Unfortunately, modifying the existing traffic lights to emit audio signals
to help the visually impaired is prohibitively expensive. Given the fact that most
of the major junctions in our country are unprotected, we can perceive the cost
of replacing the existing traffic lights with visual-impaired-friendly traffic lights.
What is feasible, as a result, is to devise an attachment to be mounted on the existing
traffic lights to give audio signals in response to changes in traffic signals.
However, such a device should not trample the existing traffic-light circuitry.
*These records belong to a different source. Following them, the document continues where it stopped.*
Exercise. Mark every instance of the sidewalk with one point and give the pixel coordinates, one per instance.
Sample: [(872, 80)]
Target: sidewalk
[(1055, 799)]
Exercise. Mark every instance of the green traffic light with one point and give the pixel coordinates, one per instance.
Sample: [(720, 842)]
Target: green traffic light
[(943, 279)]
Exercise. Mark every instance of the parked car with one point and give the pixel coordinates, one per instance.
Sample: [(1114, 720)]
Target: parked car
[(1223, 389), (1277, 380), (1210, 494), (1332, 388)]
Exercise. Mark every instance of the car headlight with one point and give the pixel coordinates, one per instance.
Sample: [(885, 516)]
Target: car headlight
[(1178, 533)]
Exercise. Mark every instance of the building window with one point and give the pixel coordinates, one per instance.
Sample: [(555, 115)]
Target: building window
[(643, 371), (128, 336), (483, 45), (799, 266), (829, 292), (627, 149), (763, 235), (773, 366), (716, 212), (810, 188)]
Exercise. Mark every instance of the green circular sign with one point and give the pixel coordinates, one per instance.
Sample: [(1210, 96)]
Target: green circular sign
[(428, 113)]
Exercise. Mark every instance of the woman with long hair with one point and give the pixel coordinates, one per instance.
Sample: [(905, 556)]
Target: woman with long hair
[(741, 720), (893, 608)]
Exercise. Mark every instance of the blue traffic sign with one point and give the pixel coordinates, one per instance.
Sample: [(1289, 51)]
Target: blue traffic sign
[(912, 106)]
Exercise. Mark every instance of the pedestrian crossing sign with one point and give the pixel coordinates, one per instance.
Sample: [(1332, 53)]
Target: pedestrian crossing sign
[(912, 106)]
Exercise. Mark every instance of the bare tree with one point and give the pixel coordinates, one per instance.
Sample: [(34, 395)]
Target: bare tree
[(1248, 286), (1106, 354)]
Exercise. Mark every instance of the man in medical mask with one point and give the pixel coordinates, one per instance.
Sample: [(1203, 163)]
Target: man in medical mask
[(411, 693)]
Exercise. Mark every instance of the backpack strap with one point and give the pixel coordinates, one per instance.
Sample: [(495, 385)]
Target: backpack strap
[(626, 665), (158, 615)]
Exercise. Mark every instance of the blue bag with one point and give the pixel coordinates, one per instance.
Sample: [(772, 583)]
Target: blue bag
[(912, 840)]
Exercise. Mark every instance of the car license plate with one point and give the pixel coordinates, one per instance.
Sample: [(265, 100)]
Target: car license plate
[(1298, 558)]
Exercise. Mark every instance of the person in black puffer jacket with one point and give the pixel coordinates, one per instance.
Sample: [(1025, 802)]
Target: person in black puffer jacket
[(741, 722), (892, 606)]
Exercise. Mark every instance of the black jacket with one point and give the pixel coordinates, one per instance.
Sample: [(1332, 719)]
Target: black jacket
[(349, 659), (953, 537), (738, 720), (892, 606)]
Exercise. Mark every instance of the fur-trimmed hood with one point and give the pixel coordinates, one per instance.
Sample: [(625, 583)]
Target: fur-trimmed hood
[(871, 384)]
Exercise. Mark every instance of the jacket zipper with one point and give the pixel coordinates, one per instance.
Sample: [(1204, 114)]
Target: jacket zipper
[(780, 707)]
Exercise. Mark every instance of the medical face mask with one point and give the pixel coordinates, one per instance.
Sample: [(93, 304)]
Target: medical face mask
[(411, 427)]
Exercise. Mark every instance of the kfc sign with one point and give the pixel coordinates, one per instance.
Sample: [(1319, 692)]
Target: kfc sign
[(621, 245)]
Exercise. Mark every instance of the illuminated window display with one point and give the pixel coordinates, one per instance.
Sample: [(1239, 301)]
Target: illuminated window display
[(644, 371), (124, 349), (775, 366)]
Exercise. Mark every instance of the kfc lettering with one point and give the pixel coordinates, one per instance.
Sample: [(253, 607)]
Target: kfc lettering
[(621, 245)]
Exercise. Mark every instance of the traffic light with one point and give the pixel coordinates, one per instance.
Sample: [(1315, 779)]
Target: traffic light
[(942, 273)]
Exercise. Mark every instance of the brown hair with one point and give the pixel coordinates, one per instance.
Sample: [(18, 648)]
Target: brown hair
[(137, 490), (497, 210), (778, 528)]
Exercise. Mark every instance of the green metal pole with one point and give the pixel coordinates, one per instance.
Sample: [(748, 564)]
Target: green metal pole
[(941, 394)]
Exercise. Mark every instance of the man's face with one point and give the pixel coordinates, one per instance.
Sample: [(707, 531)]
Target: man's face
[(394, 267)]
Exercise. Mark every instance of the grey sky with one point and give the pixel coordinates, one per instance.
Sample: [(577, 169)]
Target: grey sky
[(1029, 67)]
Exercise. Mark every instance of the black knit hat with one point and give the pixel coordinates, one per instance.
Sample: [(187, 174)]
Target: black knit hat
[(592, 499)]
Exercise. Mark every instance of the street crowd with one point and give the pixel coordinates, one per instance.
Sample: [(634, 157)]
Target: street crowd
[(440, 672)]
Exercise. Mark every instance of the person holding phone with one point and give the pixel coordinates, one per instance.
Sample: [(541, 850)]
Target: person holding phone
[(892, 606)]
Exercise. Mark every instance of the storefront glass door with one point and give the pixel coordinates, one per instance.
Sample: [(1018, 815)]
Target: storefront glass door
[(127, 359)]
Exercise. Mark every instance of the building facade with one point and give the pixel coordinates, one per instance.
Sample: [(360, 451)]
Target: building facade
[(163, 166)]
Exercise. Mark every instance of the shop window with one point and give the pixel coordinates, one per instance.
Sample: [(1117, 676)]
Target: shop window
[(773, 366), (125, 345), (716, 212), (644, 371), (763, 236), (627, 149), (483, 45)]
Such an attempt will involve reconstructing and reprogramming the traffic-light
circuit. What is appropriate, therefore, is a minimally intrusive attachment.
Computer Vision
Room Recognition for Indoor Surveillance
Unmanned outdoor driving, automatic location recognition,
and real-time vehicle and pedestrian detection are few amazing
achievements recently showcased in computer vision conferences. These techniques
work well in outdoors. Their counterpart, indoor recognition tools, can immensely
assist in security, surveillance, and blind-assistance applications. With such applications
in mind, we have developed a computer vision based system that is able to do indoor
surveillance using room recognition. system can be mounted on a robotic plat form
like a vacuum-cleaning robot and sent on its own to investigate the indoors. There
is no detection capability such as detecting intruders, anomalies yet. However,
this ability could also be incorporated.
Scene Recognition for Assisting the Visually Impaired Persons
Visually impaired people rely on their cane, the guide dog,
and
Braille to navigate and identify places such as elevators. Computer vision can help
immensely in this regard, by building devices for surrogate sight. We propose a
wearable camera-based system which would observe the scene as the person walks,
and produce audio cues such as "stop sign", "bend", and "play ground". We have been
successful in adapting and experimenting with systems for read-sing detections,
and scene recognition. We plan to build the wearable system with these capabilities.